Managing the Tuple Mover

The Tuple Mover is preconfigured to handle typical workloads. However, some situations might require you to adjust Tuple Mover behavior. You can do so in various ways:

Configuring TM Resource Pool

The Tuple Mover has its own TM resource pool. You can increase the Tuple Mover's ability to cope with high load rates by adjusting several configuration parameters:

MEMORYSIZE
Specifies how much memory is allocated to the TM pool per node. By default, this parameter is set to 5% of available memory. If MEMORYSIZE of the GENERAL resource pool is also set to a percentage, the TM pool can compete with it for memory.
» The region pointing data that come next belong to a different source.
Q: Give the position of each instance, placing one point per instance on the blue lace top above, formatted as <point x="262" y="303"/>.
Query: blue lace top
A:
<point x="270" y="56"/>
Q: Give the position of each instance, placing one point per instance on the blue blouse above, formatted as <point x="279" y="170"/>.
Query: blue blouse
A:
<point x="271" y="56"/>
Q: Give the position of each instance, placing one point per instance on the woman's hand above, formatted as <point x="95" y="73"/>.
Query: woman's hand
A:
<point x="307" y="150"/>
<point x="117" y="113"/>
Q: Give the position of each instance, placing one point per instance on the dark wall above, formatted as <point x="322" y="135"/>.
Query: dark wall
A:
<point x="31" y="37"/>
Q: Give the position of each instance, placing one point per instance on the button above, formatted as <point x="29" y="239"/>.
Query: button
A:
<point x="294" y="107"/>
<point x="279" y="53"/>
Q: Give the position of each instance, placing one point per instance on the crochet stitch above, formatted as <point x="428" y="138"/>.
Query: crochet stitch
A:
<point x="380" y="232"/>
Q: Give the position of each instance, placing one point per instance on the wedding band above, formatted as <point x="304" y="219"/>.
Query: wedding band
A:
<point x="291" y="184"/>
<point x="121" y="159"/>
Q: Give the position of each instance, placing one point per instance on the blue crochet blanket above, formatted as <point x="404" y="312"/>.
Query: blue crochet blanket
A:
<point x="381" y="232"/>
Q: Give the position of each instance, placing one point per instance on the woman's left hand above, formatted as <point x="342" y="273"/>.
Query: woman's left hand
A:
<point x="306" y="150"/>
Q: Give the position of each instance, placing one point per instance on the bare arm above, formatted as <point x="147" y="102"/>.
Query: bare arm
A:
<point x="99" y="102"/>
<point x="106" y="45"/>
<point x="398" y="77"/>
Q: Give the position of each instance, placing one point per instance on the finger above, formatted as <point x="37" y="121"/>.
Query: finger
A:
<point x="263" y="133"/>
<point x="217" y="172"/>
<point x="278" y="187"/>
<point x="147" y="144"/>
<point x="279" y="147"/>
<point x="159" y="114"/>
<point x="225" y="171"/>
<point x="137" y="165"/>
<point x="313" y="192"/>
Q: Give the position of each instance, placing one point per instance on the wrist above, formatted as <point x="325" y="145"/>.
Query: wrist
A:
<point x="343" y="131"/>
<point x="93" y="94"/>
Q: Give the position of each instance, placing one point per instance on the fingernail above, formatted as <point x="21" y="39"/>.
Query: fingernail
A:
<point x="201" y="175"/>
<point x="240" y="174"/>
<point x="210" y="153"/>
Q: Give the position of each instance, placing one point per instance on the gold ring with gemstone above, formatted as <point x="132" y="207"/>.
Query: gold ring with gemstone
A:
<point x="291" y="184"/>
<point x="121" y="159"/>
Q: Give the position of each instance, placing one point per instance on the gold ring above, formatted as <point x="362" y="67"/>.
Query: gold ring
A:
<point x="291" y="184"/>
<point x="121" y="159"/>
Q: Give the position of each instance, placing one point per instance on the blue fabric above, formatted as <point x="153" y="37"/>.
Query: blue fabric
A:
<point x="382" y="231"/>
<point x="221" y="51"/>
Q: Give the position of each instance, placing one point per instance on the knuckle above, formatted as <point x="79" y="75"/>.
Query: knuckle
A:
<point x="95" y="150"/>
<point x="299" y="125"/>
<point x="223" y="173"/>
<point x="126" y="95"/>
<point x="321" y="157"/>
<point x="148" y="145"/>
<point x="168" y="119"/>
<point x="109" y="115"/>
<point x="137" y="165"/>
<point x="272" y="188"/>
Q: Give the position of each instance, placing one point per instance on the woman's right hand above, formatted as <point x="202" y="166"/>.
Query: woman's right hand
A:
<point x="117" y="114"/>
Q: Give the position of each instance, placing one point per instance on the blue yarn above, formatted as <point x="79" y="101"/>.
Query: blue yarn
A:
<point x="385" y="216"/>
Increasing TM MEMORYSIZE to a large percentage can cause regressions in memory-sensitive queries that run in the GENERAL pool.

MAXCONCURRENCY
Sets across all nodes the maximum number of concurrent execution slots available to TM pool. In databases created in Vertica version 9.3 and later, this value defaults to 7. In databases created in earlier versions it defaults to 3. This setting specifies the maximum number of merges that can occur simultaneously on multiple threads.

PLANNEDCONCURRENCY
Specifies the preferred number queries to execute concurrently in the resource pool, across all nodes. The Resource Manage uses PLANNEDCONCURRENCY to calculate the target memory that is available to a given query can use:

TM-memory-size / PLANNEDCONCURRENCY

The setting for PLANNEDCONCURRENCY must be proportional to the size of RAM, the CPU, and the storage subsystem. Depending on the storage type, increasing PLANNEDCONCURRENCY for the Tuple Mover threads might create a storage I/O bottleneck. Monitor the storage subsystem; if it becomes saturated with long I/O queues, more than two I/O queues, and long latency in read and write, adjust the PLANNEDCONCURRENCY parameter to keep the storage subsystem resources below saturation level. This setting has a default value of 6.

You might also need to:

  • Partition storage data files
  • Adjust block-size optimization on storage subsystems such as RAID 5 or RAID 10
  • Identify the optimal number of disks in the RAID array

The following statement illustrates how to increase the size of the TM resource pool and set the concurrency settings for the pool:

=> ALTER RESOURCE POOL tm MEMORYSIZE '4G' PLANNEDCONCURRENCY 4 MAXCONCURRENCY 5;

Configuring WOSDATA Resource Pool

In new databases created in Vertica version 9.3 and later, the WOSDATA resource pool has a default value of 0. As a result, Vertica writes directly to ROS at all times.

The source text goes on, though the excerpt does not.